Six sex scenes: a novella in hypertext
- Cover page of Six Sex Scenes.
- Author: Adrienne Eisen
- Language: English
- Genre: Hypertext fiction, Electronic literature
- Publication date: 1996
- Publication place: United States
- Website: https://web.archive.org/web/20010603003944/http://www.altx.com/hyperx/sss/

= Six Sex Scenes =

1996 hypertext novella by Adrienne Eisen

Six Sex Scenes is a hypertext novella created by Adrienne Eisen and published on the web in 1996.

== Content and form ==
Six Sex Scenes is a first-person narrative told from the perspective of a young woman. It has been described as "the story of a young Jewish woman's dysfunctional love-life, with frequent flashbacks into her equally dysfunctional childhood".

As an electronic literature piece, Six Sex Scenes consists of many lexias: individual webpages with a few paragraphs of the story.
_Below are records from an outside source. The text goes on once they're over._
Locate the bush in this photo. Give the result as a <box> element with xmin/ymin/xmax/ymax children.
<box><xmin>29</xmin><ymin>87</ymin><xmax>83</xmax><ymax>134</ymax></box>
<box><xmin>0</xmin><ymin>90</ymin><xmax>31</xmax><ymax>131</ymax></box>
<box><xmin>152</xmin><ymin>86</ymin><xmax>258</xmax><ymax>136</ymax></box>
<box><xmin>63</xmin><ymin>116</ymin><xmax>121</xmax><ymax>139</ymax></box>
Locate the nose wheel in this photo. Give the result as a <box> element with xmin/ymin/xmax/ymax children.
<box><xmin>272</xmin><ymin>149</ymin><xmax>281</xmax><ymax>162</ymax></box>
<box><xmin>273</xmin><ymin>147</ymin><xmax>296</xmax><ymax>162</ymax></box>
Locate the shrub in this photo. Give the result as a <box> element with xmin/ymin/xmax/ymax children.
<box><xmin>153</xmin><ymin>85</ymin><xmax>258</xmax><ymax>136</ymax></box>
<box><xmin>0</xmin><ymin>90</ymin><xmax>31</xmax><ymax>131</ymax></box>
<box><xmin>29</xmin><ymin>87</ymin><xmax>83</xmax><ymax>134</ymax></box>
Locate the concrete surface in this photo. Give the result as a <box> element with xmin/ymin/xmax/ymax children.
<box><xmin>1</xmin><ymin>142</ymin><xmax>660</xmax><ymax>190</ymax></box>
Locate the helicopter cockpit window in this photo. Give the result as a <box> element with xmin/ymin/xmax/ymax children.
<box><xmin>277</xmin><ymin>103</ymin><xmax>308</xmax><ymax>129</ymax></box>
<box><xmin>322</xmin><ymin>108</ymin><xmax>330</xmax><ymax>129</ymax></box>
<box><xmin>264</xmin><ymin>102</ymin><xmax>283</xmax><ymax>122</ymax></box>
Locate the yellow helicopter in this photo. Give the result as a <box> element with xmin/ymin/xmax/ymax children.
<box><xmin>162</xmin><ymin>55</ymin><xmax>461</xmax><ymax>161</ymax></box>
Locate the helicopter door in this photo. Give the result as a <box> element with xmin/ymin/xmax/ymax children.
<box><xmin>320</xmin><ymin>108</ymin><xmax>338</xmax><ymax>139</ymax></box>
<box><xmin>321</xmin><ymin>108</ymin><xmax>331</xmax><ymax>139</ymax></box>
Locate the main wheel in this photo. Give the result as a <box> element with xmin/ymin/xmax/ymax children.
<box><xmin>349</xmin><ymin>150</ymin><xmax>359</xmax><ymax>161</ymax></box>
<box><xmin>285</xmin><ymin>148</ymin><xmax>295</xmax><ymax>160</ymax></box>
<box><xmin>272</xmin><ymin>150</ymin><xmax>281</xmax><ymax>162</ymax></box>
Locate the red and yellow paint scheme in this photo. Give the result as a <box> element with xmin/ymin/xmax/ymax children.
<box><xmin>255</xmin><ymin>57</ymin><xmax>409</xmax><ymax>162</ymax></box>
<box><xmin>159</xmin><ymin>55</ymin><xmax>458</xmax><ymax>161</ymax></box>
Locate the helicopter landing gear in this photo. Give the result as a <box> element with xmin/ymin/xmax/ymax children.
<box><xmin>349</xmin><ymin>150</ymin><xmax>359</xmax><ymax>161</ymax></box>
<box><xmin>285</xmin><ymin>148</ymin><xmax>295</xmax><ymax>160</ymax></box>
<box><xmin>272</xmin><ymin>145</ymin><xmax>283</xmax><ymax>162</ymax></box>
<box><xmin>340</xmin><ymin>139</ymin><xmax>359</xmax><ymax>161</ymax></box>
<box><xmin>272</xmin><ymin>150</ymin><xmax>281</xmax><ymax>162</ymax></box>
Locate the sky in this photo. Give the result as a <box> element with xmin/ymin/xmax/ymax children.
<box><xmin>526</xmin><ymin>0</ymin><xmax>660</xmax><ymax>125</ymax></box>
While some contemporaneous web hypertext fictions used in-text hyperlinks, Six Sex Scenes presented the links at the bottom of each screen. Each lexia has three or four links to other lexias, allowing the reader to read the story in many different orders: "a menu of options at the end of each story-section. This menu is actually a contents-list for the story's next stage. If we clicked on a link that says ‘Bored’, we will find ourselves reading a section entitled ‘Bored’: so in a sense, although we may be unclear about the shape of the story as a whole, we are shown at the end of each section, in a relatively straightforward way, where we can go next". This means that Eisen "allows us to read a section all the way through before reminding us that there are multiple choices to be made".

Mark Bernstein (Eastgate Systems) writes that Six Sex Scenes uses counterpoint structure and avoids the cyclical structure common in many other hypertexts. Adrian Miles described the episodes as "largely unmotivated in terms of realist or literal narrative conventions," although Bernstein noted that the counterpoint structure emphasised contrasts or links between childhood and adult experiences: "Greenheart’s hypertext habitually alternates time frames: a writing space describing a childhood scene tends to be linked to scenes of adult life, and adult scenes tend to be linked to stories of childhood."

== Reception ==
Six Sex Scenes was one of the winners of the New Media Invision Awards in 1997.

A sequel titled Making Scenes was published as a print novel in 2001.